An competitive inhibitor competes for agonist binding to a receptor, and shifts the dose-response curve to the right without changing the maximum response. This model fits the two dose response curves and determines the fold shift.
1.Create an XY data table.
2.Enter the logarithm of the concentration of the agonist ligand into the X column.
3.Enter response into Y in any convenient units. Enter data with no inhibitor into column A. Enter data collected with a constant concentration of inhibitor into column B. You can label columns A and B with any column title you like. The column title does not get used as part of the analysis.
4.From the data table, click Analyze, choose nonlinear regression, and choose the panel of equations: Dose-Response -- Special. Then choose Dose shift.
5.If you have subtracted off any baseline signal, constrain the parameter Bottom to a constant value of zero.
<~A>LogEC=LogEC50Control + log(EC50Ratio)
Y=Bottom + (Top-Bottom)/(1+10^((LogEC-X)*HillSlope))
EC50Control is the concentration of agonist that gives half maximal response in the absence of modulator.
Top and Bottom are plateaus in the units of the Y axis (shared).
EC50Ratio is the ratio of EC50 in presence of inhibitor divided by EC50 of agonist alone.
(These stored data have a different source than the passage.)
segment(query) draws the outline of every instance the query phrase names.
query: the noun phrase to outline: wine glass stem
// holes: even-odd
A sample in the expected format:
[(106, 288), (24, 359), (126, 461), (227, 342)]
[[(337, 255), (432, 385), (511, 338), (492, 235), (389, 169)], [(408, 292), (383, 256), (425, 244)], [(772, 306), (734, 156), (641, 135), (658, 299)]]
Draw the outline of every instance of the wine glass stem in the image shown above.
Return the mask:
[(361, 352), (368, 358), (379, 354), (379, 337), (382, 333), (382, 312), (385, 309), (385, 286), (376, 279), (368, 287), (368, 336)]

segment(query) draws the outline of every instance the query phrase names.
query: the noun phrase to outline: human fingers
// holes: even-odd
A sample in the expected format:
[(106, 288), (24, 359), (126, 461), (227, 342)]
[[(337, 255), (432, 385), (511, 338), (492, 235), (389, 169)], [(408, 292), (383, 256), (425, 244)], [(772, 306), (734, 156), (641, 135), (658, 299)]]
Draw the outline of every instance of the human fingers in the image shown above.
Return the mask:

HillSlope is the slope factor (shared)
•If you have several concentrations of antagonist, use a different model that will directly fit the Schild model and determine the pA2.
•If you want to test the null hypothesis that the EC50 ratio is 1.0 (no shift), that is easy to do. Go to the Compare tab, choose to test whether a selected parameter differs from a hypothetical value, choose the parameter EC50Ratio, and enter the hypothetical value 1.0.
•This model shares Top, Bottom and HillSlope. So it assumes that both models are exactly the same except (perhaps) for the EC50. You can go to the Constrain tab and lift this constraint for any or all of these three parameters, if you think it makes sense not to share them.